Abstract

This article argues that religious mythologies and cultural narratives about the timelessness of gender diversity in South Asia frame the formation of the transgender subject of rights in India. The authors interrogate a verdict issued by the Supreme Court of India in 2014 and the Transgender Person Bill of Rights (2018) to ascertain the frames of recognition accorded diverse transgender communities in India. This is followed by an analysis of the category of eunuch created and criminalized by British colonizers and the present-day category of transgender based on self-affirmation of gender.
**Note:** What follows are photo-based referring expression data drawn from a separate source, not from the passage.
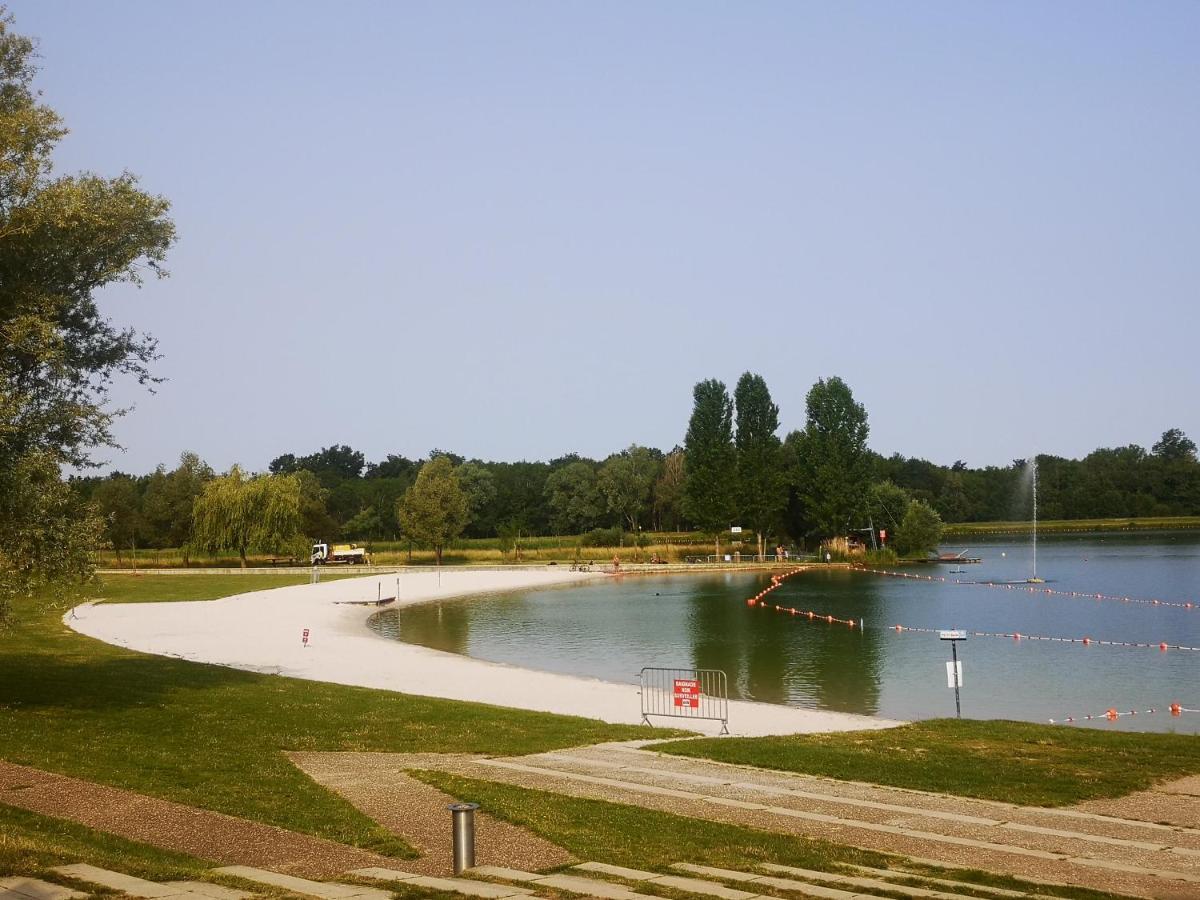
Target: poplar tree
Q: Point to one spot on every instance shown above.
(711, 461)
(435, 509)
(63, 238)
(761, 486)
(832, 463)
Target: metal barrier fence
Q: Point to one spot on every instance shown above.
(685, 694)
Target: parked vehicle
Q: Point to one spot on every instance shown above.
(339, 553)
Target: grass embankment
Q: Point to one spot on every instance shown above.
(648, 839)
(1015, 762)
(30, 843)
(1144, 523)
(214, 737)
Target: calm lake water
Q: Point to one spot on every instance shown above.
(613, 628)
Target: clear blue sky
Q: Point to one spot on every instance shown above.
(517, 229)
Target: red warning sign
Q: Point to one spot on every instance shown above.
(687, 693)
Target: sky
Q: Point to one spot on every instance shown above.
(521, 229)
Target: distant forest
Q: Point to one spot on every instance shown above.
(348, 498)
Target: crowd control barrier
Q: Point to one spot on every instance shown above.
(685, 694)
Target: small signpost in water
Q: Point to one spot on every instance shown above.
(954, 669)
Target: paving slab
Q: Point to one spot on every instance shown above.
(469, 888)
(117, 881)
(591, 887)
(323, 889)
(36, 889)
(504, 873)
(216, 892)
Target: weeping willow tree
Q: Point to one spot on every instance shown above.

The conflating of religious mythologies into deliberations about transgender constitutional rights reveals how the supposedly secular rights – based claims of and for transgender communities are mediated through a predominantly Hindu Brahmanical imagination of the rights-bearing transgender subject. The authors examine autobiographical narratives by three prominent transgender rights activists in India: Laxmi Narayan Tripathi, Living Smile Vidya, and A. Revathi, who provide conflicting visions about the role of religion and state recognition of transgender identities. The authors argue the need for theorizing transgender subjectivities from non-Brahman, Dalit, transmasculine, and non – North Indian perspectives. Such theorizations reveal the potential of coalitional transgender activisms that seek to disrupt Hindu-nationalist hailing of the transgender subject of rights in contemporary India. The authors offer new directions in transgender studies by showing how religious narratives, ritual and performance lie at the heart of transgender subject formation while gesturing toward how such formation risks subsuming transgender identities within (Hindu) nationalist projects.